I think, however, that this aesthetic theory goes too far. It is possible to have a theme that can be summarized meaningfully in words, but which gains greater texture through narrative drama, such that there is still value in portraying it in a film. In much the same way as a key insight from one's own psychological development may sound trite, or fail to move one's hearers, when one states it nakedly and devoid of context, but can acquire reality and profundity for oneself through a life experience that illustrates it—so too, a plot can put flesh on the bones of a bare theme, in a way that makes it live.
The problem with so many contemporary films, therefore, is not that they have themes that can be so easily summarized—it is that they are nothing but these themes. Their characters serve as mouthpieces for the artist's main idea; thereby playing the exact same role as the friend who summarizes the key takeaways from the movie for you after seeing it. The film therefore defies interpretation for the exact opposite of the reason Eliot says the true work of art should defy interpretation: these films have already told you explicitly what they "mean" for you, leaving you no room for elaboration.

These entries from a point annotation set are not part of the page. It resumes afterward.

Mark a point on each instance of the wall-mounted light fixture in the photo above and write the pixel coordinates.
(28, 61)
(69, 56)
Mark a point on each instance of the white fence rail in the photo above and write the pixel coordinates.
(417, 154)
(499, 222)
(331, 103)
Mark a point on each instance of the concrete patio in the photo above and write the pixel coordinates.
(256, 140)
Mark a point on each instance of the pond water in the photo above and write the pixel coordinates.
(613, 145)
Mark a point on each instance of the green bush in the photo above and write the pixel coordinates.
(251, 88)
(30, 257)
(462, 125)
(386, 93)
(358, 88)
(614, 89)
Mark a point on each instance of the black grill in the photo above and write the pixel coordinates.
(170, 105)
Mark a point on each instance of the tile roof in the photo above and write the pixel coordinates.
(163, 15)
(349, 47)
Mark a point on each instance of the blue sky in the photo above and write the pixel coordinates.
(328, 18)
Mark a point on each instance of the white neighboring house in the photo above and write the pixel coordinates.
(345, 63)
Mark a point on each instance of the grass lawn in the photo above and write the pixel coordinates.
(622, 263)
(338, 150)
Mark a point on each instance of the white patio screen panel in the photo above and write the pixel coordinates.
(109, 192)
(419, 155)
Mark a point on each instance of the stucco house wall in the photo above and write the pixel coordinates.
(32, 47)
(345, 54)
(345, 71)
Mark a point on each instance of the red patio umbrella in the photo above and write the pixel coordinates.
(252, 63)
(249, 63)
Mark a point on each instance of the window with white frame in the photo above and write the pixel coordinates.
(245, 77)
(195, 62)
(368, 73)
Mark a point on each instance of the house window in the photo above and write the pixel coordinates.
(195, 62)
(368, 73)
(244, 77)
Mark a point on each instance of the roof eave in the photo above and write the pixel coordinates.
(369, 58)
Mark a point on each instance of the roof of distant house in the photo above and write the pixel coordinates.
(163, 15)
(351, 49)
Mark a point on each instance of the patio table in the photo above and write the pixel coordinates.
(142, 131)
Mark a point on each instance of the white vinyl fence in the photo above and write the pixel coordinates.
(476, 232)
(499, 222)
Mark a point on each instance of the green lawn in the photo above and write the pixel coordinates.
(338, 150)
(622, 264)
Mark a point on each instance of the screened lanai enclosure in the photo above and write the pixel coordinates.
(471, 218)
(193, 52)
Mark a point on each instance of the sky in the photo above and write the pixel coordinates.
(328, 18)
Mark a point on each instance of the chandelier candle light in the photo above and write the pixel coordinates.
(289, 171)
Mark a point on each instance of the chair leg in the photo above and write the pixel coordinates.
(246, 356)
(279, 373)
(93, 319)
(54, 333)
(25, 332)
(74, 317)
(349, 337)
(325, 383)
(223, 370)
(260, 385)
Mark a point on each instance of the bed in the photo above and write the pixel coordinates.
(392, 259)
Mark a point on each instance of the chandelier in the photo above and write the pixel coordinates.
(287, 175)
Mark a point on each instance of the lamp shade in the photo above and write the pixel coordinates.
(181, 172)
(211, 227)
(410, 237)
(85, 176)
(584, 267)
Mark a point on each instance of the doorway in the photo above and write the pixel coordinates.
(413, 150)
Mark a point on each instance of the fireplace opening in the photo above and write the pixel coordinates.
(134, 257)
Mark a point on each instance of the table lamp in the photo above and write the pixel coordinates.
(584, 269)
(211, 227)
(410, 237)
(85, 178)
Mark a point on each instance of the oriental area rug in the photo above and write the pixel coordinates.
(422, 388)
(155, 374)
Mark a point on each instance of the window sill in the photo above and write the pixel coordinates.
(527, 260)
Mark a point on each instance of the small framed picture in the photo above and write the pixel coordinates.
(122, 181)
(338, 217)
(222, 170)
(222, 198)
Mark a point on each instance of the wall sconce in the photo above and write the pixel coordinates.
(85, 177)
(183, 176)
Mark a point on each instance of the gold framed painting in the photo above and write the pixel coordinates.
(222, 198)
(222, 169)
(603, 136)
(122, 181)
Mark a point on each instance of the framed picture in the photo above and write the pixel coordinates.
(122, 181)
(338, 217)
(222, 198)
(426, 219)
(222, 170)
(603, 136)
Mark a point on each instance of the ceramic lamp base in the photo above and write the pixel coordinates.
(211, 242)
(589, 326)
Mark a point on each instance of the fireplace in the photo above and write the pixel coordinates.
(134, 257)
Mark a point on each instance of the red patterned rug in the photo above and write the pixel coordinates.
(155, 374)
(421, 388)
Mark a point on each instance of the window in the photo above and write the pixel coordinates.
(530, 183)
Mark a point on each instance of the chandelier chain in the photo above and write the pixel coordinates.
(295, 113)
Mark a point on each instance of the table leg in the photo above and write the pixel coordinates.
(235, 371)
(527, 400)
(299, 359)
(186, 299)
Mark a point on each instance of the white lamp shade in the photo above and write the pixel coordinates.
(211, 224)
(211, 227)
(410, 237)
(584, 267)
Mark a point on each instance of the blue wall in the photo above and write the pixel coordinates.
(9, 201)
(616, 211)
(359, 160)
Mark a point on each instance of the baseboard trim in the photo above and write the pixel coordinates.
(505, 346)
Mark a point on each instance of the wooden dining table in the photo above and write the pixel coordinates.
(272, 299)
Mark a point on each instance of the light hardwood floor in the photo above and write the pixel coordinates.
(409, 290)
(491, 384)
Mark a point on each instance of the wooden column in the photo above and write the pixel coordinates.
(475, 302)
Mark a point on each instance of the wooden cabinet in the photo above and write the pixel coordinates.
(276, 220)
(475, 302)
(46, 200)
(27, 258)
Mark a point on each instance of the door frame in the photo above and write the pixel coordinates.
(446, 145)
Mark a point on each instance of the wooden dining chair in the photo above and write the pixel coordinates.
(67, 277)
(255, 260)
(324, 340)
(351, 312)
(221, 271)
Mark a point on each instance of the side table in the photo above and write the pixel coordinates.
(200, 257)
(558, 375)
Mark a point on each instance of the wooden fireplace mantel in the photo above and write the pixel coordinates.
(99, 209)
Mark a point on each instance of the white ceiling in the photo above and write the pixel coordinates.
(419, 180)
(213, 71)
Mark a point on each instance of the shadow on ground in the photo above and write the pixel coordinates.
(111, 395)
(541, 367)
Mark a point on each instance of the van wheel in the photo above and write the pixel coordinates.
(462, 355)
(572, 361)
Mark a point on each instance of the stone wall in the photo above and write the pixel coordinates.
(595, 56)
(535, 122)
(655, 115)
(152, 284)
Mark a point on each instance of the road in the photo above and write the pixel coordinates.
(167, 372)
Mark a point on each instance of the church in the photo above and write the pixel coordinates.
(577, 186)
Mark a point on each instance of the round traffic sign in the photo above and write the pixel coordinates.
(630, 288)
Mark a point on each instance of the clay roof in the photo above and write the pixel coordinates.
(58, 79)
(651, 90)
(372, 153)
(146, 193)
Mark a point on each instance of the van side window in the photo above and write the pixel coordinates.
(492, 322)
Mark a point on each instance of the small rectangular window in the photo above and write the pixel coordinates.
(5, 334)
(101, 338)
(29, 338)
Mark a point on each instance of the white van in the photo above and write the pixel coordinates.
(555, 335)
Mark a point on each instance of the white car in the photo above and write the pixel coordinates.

The theory of the "objective correlative" therefore gets us closer to understanding the problem than the theory of the uninterpretable work of art. It is perfectly fine—indeed, ideal—for a film to have a theme and for its characters to have realizations. It is even okay for them to tell us about them explicitly. But the realizations have to correspond in some way to the events of the film. We have to understand why what has just happened has led them to think in this new way. Otherwise, each realization is simply a miraculous creation ex nihilo, and we might as well have conjured it from thin air ourselves instead of watching a film about it.